15 JUNE 2021: As a new Israeli coalition government was sworn in under far-right technocrat Naftali Bennet - ending Benjamin Netanyahu's hold on office since 2009 (he was PM 1996-1999 too - world and Asian opinion was sharply divided. Cobbling together a diverse group with seriously conflicting interests, the government has inherrent wobbles.

Said the conservative Wall Street Journal, "Four inconclusive elections since 2019 have left the country deeply polarized, and Mr. Bennett and his allies must mend those rifts while confronting a swath of divisive issues, ranging from the construction of new settlements and empowering the country’s Arab citizens to state assistance for ultra-Orthodox Jews."

Liberal The New York Times, wrote, "Yair Lapid, a centrist leader, is set to take Mr. Bennett’s place after two years, if their government can hold together that long. They lead an eight-party alliance ranging from left to right, from secular to religious, that agrees on little but a desire to oust Mr. Netanyahu, the longest-serving leader in the country’s history, and to end Israel’s lengthy political gridlock."

UK's The Guardian took a softer approach, touching upon the inclusion of an Arab party for the first time as a tempering influence. "The party’s leader, Mansour Abbas, is seen as a pragmatist and said he had secured guarantees from hard-right coalition partners for greater rights for Palestinian citizens of Israel, including on discriminatory housing policies, as well as several billions of pounds for infrastructure in Arab areas." This can only be good news for the country's harassed Arab population that has felt a growing squeeze over the years. The paper added, "Crucially, agreements suggested the new government could advance legislation that would limit any prime minister to eight years in office, potentially putting paid to Netanyahu’s plans for a future run for office."

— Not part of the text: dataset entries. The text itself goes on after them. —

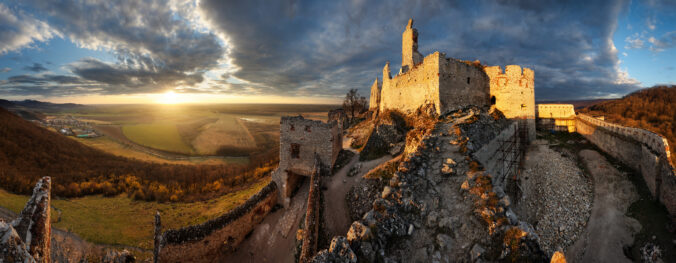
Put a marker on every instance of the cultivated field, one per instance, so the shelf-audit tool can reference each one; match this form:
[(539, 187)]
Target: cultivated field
[(216, 134)]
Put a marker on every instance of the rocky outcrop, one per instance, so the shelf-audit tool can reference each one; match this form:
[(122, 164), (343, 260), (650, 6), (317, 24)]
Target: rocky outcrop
[(427, 213), (28, 238), (12, 248)]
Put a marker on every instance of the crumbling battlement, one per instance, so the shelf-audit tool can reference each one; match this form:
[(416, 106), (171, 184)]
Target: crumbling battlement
[(299, 141), (374, 99), (446, 83), (556, 117), (513, 93), (211, 239)]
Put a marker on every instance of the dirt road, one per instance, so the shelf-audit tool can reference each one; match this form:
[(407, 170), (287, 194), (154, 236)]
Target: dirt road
[(608, 229)]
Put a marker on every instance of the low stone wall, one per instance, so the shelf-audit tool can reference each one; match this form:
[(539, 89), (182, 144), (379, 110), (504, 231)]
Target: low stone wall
[(501, 154), (644, 151), (312, 218), (212, 239)]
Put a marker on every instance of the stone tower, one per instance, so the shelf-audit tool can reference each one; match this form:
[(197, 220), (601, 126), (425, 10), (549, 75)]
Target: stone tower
[(374, 100), (409, 48)]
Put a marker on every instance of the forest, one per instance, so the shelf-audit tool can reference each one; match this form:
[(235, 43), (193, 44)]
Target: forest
[(652, 109), (30, 152)]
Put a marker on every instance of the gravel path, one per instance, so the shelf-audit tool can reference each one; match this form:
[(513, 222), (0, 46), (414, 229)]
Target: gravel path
[(609, 229), (556, 197)]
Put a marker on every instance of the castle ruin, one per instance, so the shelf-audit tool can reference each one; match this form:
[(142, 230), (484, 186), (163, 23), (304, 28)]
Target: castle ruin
[(300, 139), (450, 84)]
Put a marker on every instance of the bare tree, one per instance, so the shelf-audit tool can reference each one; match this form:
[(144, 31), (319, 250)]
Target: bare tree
[(353, 103)]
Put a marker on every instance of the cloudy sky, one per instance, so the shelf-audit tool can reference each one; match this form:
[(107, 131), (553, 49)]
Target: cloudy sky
[(111, 51)]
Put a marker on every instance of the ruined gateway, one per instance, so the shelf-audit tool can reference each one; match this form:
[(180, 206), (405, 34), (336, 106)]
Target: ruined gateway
[(458, 190)]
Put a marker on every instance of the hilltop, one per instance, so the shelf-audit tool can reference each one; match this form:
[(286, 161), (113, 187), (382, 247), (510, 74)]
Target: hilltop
[(651, 109)]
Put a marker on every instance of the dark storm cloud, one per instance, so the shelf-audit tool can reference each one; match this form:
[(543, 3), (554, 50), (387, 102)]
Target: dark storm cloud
[(305, 47), (155, 48), (36, 67), (17, 30)]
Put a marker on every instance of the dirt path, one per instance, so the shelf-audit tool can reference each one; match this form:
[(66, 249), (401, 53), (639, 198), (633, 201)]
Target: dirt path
[(274, 239), (336, 213), (608, 229)]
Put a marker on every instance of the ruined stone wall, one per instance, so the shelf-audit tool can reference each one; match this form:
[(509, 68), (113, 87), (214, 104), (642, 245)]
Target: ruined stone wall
[(555, 111), (461, 84), (495, 159), (214, 238), (374, 99), (312, 137), (410, 57), (312, 217), (408, 91), (513, 93), (644, 151)]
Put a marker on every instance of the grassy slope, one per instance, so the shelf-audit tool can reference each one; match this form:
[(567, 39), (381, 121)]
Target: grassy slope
[(122, 221), (161, 136)]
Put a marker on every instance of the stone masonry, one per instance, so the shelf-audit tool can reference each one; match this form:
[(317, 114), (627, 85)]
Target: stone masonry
[(513, 93), (300, 140), (446, 83), (28, 237)]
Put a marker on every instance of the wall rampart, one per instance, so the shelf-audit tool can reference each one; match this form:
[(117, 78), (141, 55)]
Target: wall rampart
[(414, 88), (513, 93), (644, 151), (498, 155), (211, 239), (312, 217), (461, 84)]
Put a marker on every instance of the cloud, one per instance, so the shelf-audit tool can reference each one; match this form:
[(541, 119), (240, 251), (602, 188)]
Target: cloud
[(155, 47), (324, 48), (19, 30), (634, 43), (309, 47), (36, 67)]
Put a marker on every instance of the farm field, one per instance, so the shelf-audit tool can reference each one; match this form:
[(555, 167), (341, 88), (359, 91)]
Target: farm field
[(122, 221), (217, 133)]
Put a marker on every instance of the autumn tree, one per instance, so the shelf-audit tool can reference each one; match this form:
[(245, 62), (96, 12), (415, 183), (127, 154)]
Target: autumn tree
[(354, 103)]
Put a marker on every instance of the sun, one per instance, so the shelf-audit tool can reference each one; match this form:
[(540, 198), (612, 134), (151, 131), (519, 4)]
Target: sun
[(169, 97)]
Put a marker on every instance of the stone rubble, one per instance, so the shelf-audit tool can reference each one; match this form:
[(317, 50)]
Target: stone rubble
[(557, 199), (423, 215)]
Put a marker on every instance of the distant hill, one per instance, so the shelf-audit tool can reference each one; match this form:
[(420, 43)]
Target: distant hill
[(29, 152), (653, 109), (578, 104)]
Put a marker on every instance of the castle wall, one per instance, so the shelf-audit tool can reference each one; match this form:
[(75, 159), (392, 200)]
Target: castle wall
[(646, 152), (374, 99), (214, 238), (494, 159), (300, 140), (461, 84), (408, 91), (555, 111), (513, 93), (312, 218)]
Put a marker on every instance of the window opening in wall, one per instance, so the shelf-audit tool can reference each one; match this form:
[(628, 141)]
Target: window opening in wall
[(295, 150)]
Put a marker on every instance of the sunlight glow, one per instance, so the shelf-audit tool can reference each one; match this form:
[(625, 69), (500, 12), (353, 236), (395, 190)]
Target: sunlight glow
[(169, 97)]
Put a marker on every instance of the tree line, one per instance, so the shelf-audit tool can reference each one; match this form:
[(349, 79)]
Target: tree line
[(653, 109)]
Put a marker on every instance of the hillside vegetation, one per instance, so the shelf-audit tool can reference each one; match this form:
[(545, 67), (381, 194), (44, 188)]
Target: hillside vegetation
[(30, 152), (652, 109)]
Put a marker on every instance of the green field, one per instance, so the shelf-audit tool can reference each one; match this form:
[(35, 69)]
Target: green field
[(123, 221), (161, 136)]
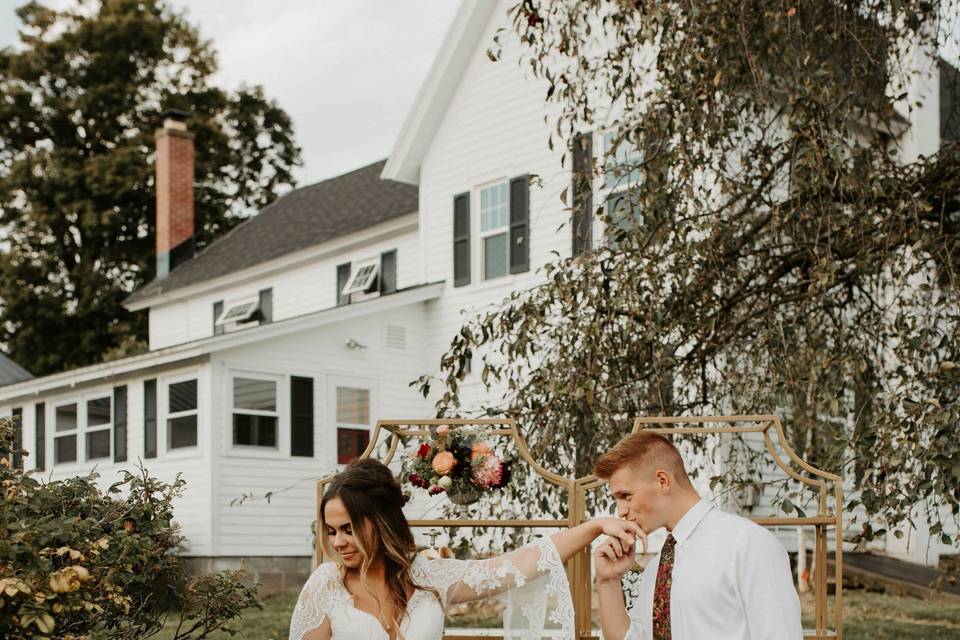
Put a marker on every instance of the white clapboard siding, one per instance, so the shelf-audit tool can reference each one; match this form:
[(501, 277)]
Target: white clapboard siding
[(282, 527), (301, 290)]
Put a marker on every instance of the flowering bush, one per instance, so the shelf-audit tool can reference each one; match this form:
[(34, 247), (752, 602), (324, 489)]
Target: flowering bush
[(77, 562), (459, 464)]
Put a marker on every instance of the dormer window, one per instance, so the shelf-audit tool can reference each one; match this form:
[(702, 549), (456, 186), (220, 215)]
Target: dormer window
[(242, 311), (364, 279)]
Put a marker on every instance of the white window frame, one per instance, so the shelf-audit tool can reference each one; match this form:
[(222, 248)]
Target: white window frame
[(360, 282), (371, 385), (280, 385), (482, 235), (252, 306), (87, 429), (164, 415), (76, 432)]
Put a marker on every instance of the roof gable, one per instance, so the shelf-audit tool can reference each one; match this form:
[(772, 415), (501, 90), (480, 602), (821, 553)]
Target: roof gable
[(303, 218), (438, 90)]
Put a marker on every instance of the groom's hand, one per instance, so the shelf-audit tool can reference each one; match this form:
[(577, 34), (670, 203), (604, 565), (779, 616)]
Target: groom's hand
[(613, 559)]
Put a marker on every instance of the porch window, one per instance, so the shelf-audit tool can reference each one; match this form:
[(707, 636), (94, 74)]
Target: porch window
[(99, 426), (65, 436), (182, 414), (353, 423), (255, 414)]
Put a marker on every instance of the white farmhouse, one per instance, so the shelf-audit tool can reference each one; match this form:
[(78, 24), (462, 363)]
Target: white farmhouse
[(274, 351)]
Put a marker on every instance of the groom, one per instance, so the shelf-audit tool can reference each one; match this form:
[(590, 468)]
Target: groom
[(717, 576)]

Long-running Israeli newspaper Haaretz (in Hebrew and in English), found something to cheer: "After having dedicated his political career to the destruction of any prospects of peace, Benjamin Netanyahu’s departure won’t be mourned by many worldwide, with the exception of his friends Orban, Bolsonaro and the team behind President Trump’s Deal of the Century'. "

The Haaretz asks: "And the real question now is whether the new Israeli government is merely a name-change, or if it has any intention of ending that racist colonial legacy for the sake of a comprehensive and just political solution with the Palestinian people."

Middle East voice Al Jazeera, feels Biden has been handed a big break. It quoted analysts to say, "The change in government could help set the stage for limited agreements with Hamas and the Palestinian Authority while allowing for expansion of economic accords with Arab states, which would be wins for a Biden administration more focused on challenges elsewhere..."

Arab News hailed Netanyahu's departure as a "great achievement" but cautioned, "The new government does not have a strong base in the Knesset and within Israeli society." It does not see great strides in progress ahead, adding, "Israel has imposed a blockade on the Gaza Strip since Hamas took control of the area in 2007. The coastal strip has witnessed four wars and a rounds of fighting since then. Hamas does not expect any change in its relationship with Israel following the inauguration of the new government."

Pakistan's Dawn newspaper said, "Netanyahu has portrayed himself as a world-class statesman, boasting of his close ties with Trump and Russian President Vladimir Putin. He has also cultivated ties with Arab and African countries that long shunned Israel over its policies toward the Palestinians. But he has gotten a far chillier reception from the Biden administration and is widely seen as having undermined the long tradition of bipartisan support for Israel in the United States."